Please
excuse me for posting two Frivolities in
one day. It’s not that I’m feeling
particularly frivolous; far from it. It’s
just that I didn’t sleep much last night, hence lack the energy and enthusiasm for
any sort of useful work. Thus I have
time to kill, before being picked up and transported to a glorious Easter crab
feed. So, I decided to report on some recent reading – and here it is.
When I
finished the Hillerman Navajo cop books I fully intended to tackle the Patrick
O’Brian Aubrey/Maturin series, or perhaps Barbara Mertz’s splendid Amelia
Peabody Egyptian mysteries. However,
both seemed so daunting that I read Tom Clancy’s Red Storm Rising. I enjoyed
it.
God knows
Clancy was no artistic word smith, but he certainly does know how to whip up an
exciting tale. This one concerns a war
between NATO and the Soviet Union, nefariously foisted on the world by the evil
Commies, of course. Naturally, we win. I particularly enjoyed it because much of the
action takes place in Iceland, which my daughter Karen and I visited a few
years ago.
One thing I
took away from the book was the totally anonymous nature of the war Clancy
dreamed up. In previous wars you usually
saw the person you killed; bashed his head in with a rock, stabbed him with a
spear, chopped him up with a battle ax, etc.

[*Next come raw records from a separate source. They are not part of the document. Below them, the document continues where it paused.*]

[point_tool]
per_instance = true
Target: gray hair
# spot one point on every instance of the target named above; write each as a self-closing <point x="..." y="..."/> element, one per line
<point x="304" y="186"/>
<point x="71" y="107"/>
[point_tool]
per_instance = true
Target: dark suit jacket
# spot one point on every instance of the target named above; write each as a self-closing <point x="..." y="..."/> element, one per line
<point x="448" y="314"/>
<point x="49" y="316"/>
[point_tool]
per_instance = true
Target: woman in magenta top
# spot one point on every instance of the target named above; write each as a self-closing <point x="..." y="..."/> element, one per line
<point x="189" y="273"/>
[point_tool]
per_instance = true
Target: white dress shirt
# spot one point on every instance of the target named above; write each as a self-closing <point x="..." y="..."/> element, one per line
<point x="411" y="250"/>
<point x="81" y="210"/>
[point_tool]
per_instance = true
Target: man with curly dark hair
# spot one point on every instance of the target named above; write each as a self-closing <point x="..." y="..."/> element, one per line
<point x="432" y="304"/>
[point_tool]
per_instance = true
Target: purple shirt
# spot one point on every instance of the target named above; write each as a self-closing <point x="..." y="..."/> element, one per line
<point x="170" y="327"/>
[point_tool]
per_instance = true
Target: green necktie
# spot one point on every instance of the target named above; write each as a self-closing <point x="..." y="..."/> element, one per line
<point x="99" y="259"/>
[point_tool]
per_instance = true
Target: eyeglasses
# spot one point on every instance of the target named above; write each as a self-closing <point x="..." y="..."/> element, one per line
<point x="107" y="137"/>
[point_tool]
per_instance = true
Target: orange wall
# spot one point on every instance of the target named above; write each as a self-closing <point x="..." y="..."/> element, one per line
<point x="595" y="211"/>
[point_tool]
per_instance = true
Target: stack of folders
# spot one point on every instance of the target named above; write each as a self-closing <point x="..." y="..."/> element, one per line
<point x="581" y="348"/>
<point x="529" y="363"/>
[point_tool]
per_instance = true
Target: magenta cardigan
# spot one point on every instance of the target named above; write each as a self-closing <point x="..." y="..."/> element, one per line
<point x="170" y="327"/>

Not so in the 1980s, apparently.
Plenty of people were dispatched, for sure, but always at long range,
using gadgets: radar, sonar, self-guiding torpedoes, SAM rockets, depth charges,
and so forth, and lots of other sophisticated stuff. And the computer reigned supreme. Or so it seems.
So, I began
to think, what will WW3 look like, if we have one – Heaven forfend. Well, it is a fair bet that it will be fought
by a few dozen pimply-faced kids in dark, blast-proof rooms, surrounded, of
course, by trillions of dollars’ worth of electronic gadgets.